I am using an API to download all crypto OHLCV data on a periodical basis using multiple timeframes. But there is a bug in the API: it downloads previous timeframe’s data along with the current one, a glitch which raises the duplication issue in the data.
Duplicate data in a dataset is not uncommon and it constitutes one of the most ubiquitous data cleaning tasks. Duplicate data distorts the whole data analysis process and more often than not leads to highly erroneous results. Fortunately, in all of the popular programming languages, or at least in those which are commonly utilised in data analysis, like Python and SQL, there are multiple methods to remove the duplicates.
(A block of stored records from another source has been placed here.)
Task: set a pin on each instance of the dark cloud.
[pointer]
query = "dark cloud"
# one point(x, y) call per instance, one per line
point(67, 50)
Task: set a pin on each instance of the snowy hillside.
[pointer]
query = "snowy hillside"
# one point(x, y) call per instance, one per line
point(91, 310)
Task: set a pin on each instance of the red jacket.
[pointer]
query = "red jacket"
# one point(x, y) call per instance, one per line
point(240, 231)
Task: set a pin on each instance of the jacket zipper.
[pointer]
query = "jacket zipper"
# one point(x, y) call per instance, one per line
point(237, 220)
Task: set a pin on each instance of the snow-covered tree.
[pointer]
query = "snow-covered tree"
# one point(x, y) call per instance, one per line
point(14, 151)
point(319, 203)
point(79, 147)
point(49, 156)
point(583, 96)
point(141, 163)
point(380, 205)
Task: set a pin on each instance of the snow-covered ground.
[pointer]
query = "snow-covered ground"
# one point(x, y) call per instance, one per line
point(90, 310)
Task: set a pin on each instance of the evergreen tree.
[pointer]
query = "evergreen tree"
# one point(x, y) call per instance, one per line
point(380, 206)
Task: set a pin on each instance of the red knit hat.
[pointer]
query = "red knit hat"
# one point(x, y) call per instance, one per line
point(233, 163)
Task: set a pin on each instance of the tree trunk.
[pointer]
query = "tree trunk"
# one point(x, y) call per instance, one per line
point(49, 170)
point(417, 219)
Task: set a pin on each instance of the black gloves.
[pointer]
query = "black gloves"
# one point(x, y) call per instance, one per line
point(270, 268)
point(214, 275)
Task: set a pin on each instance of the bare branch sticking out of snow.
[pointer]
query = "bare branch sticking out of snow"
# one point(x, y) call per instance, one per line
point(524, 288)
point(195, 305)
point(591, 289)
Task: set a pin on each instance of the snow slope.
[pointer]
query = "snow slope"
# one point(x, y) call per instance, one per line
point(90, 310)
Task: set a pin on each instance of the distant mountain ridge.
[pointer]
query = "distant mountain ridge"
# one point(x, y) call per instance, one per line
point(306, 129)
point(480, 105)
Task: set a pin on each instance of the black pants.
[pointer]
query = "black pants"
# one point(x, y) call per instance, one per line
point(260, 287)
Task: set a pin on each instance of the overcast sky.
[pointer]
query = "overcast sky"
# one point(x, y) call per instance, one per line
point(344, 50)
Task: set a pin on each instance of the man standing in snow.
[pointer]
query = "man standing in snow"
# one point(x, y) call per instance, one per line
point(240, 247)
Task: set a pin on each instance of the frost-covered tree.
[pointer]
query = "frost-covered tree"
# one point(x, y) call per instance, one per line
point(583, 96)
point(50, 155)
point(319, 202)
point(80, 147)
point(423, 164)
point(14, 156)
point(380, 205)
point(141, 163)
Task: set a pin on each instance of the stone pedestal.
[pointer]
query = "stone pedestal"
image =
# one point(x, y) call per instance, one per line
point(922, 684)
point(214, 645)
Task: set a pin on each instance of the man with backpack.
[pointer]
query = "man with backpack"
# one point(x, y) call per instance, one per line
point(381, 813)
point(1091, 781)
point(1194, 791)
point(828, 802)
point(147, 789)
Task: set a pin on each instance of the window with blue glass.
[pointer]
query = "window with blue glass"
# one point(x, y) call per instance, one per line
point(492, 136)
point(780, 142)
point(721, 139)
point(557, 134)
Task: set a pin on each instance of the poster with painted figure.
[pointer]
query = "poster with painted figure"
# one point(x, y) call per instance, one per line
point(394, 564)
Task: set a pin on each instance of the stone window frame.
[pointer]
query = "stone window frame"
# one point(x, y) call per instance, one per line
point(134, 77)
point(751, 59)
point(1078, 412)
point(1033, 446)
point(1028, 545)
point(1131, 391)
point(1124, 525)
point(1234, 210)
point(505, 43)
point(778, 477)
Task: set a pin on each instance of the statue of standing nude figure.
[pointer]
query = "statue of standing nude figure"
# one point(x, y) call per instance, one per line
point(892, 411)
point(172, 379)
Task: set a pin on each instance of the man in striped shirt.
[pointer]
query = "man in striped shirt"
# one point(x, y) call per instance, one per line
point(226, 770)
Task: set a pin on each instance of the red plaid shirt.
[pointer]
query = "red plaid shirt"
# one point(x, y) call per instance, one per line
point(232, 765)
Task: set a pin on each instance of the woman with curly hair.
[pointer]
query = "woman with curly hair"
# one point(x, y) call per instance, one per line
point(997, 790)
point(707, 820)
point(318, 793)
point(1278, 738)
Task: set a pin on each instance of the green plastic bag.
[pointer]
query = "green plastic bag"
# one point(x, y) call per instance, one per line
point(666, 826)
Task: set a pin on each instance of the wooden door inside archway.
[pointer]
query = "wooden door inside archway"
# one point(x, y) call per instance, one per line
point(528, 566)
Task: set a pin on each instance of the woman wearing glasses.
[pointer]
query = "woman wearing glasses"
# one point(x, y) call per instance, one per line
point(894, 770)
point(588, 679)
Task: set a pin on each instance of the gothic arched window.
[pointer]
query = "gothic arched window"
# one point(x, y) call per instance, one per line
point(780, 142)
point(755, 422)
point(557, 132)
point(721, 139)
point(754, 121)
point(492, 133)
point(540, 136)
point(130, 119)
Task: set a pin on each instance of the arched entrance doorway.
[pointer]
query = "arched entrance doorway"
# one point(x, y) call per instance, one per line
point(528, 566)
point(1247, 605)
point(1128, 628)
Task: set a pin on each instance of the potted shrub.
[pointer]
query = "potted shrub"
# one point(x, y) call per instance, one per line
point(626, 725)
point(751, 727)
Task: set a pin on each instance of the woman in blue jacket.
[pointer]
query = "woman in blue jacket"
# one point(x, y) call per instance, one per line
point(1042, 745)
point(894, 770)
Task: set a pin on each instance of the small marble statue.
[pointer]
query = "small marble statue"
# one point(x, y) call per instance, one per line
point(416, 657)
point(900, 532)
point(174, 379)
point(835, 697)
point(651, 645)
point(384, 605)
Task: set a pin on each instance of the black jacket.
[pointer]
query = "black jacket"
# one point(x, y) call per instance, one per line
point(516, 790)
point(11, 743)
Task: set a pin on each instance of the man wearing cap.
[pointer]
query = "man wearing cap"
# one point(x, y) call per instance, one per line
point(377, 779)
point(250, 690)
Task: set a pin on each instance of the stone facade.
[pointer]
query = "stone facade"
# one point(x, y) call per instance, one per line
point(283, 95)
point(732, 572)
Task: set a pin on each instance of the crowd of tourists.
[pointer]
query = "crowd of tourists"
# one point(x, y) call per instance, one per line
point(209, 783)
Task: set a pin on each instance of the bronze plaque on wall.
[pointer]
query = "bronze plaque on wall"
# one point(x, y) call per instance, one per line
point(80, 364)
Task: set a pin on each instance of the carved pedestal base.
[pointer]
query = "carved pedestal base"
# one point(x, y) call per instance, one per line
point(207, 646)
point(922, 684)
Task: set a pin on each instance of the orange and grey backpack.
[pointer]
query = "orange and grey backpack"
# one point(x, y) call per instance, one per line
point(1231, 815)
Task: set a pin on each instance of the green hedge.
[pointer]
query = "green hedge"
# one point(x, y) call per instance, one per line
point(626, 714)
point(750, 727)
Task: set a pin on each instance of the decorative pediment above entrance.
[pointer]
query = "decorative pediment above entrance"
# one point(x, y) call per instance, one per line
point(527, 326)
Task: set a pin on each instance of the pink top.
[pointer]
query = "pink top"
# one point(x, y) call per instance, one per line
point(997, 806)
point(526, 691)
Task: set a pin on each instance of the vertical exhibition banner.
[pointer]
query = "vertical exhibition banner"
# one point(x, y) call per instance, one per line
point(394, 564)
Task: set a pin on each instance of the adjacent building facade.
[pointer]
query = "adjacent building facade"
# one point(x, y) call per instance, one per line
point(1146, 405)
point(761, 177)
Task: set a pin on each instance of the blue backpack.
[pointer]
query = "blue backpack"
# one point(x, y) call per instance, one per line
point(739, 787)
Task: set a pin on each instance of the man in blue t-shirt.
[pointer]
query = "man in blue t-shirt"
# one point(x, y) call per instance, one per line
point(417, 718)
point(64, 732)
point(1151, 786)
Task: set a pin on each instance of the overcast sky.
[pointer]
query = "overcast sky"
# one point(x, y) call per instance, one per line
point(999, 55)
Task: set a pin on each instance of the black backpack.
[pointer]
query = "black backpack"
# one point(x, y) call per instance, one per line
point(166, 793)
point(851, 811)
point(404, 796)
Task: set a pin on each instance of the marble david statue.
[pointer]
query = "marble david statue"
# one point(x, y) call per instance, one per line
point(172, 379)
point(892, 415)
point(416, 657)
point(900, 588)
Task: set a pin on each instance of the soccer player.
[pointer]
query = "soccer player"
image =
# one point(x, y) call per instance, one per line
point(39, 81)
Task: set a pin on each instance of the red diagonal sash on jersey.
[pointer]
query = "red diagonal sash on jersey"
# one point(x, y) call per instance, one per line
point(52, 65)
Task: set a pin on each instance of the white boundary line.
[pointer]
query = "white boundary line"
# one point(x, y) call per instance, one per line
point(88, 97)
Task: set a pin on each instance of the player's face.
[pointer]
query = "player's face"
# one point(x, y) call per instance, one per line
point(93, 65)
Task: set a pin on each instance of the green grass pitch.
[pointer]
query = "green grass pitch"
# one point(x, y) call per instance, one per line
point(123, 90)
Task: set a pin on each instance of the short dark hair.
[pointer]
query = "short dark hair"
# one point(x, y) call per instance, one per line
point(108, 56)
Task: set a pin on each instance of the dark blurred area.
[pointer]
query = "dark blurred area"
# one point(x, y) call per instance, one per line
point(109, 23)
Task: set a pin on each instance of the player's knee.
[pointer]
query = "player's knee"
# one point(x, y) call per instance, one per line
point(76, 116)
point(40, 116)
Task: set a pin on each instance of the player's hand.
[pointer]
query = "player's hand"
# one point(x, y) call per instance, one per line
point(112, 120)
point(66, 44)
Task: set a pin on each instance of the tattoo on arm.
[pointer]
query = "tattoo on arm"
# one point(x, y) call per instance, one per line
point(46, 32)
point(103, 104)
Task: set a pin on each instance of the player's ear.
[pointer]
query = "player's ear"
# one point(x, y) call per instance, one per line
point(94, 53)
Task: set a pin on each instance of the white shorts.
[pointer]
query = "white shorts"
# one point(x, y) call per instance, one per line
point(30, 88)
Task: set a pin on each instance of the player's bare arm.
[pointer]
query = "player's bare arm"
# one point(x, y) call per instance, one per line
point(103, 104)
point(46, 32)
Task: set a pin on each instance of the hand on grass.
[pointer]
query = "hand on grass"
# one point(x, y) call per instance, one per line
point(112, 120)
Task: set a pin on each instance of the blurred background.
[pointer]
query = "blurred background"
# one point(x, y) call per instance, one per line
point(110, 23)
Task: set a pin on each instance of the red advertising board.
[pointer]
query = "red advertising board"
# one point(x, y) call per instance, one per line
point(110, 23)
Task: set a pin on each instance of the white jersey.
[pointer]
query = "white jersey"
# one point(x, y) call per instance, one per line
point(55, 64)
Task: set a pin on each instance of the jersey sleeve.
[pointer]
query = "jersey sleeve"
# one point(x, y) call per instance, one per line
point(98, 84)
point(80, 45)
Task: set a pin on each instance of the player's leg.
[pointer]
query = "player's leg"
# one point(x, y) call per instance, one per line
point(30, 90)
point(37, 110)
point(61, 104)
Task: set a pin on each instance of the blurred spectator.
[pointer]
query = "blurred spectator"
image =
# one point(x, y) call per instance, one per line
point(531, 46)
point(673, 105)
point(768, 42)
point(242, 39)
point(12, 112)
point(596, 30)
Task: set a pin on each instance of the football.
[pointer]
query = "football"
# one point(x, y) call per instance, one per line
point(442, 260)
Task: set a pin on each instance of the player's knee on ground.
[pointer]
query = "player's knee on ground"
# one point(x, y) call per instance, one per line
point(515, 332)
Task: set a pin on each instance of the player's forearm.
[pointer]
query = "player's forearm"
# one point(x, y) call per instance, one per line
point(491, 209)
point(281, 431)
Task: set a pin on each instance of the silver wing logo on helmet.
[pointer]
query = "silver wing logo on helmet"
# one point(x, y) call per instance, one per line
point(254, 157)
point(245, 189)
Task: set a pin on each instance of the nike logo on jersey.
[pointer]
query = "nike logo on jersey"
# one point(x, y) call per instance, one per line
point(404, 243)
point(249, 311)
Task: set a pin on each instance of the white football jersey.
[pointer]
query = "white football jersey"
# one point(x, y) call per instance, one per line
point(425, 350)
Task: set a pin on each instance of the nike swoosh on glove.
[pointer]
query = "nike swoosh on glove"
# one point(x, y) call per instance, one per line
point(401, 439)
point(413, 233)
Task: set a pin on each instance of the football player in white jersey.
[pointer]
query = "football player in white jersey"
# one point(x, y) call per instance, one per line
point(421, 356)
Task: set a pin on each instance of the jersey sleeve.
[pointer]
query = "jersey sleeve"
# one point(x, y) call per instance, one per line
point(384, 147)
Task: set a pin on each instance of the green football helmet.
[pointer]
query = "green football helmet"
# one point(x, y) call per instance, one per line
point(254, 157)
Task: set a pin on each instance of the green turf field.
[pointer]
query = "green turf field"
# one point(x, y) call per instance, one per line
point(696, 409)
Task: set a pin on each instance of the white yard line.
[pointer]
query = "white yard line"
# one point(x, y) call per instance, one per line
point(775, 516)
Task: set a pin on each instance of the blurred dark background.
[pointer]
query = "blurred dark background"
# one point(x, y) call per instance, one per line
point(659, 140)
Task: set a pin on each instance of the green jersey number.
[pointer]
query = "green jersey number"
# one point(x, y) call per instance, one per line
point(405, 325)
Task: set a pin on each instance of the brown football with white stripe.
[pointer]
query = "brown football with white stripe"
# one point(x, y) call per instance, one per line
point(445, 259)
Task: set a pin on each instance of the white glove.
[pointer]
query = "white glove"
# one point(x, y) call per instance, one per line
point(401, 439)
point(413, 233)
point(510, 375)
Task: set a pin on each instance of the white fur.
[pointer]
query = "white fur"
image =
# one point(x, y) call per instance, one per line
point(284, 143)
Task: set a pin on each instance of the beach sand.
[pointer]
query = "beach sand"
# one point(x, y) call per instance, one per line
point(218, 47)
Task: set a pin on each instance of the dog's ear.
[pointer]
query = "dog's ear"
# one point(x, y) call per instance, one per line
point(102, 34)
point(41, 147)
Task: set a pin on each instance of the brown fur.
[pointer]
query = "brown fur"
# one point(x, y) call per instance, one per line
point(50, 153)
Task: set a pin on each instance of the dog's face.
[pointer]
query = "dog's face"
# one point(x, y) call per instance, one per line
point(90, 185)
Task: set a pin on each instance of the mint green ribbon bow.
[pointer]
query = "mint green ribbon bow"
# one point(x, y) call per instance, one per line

Removing exact duplicates is relatively easy. However, there may be cases where data analysts may encounter more qualified versions of duplicates, as is the case in the following:
Here, the API creates duplicated data. There are two lines of data for 4h OHLCV data, one of which needs removal. Otherwise, the algorithms lead to misleading results. One of the rows is actual 4 hours timeframe and the other occurred in the following timeframe. We assume that the number of trades would be invariably higher in the real 4h timeframe and build our logic on this assumption.
1. The SQL Method:
Previously, I was using cx_Oracle library to send the data to an Oracle database and then removing the duplicates using an SQL query. The query is as follows:
Using SQL to remove duplicates but tkeep row with highest column value
select * from (SELECT TIMESTAMP, (TO_DATE(SUBSTR(TIMESTAMP, 1, 19), 'YYYY-MM-DD hh24:mi:ss') + INTERVAL '3' HOUR) hourly, max(trades) over (PARTITION by coin, TIMESTAMP order by coin, TIMESTAMP) ordered, VOLUME, TRADES, OPEN, HIGH, LOW, CLOSE, COIN FROM ADMIN.ALL1H order by TIMESTAMP desc) where ordered=TRADES
This query selects and keeps the row with maximum trades compared to other duplicates and removes the other duplicates. It doesn’t matter whether or not the number of duplicates is two or more. Here, I am using max() analytic function of Oracle.
2. The Python Method:
The Python method is more concise.
df=df.sort_values(["coin","timestamp","trades"], ascending = True).drop_duplicates(subset=["close_time", "coin"], keep="last")
We simply sort the rows according to symbol name, timestamp and the number of trades in ascending order and then simply keep the uppermost row, deleting the other duplicates based on the close time and the crypto symbol.
The Pythonic way is simpler and faster and I am currently using it.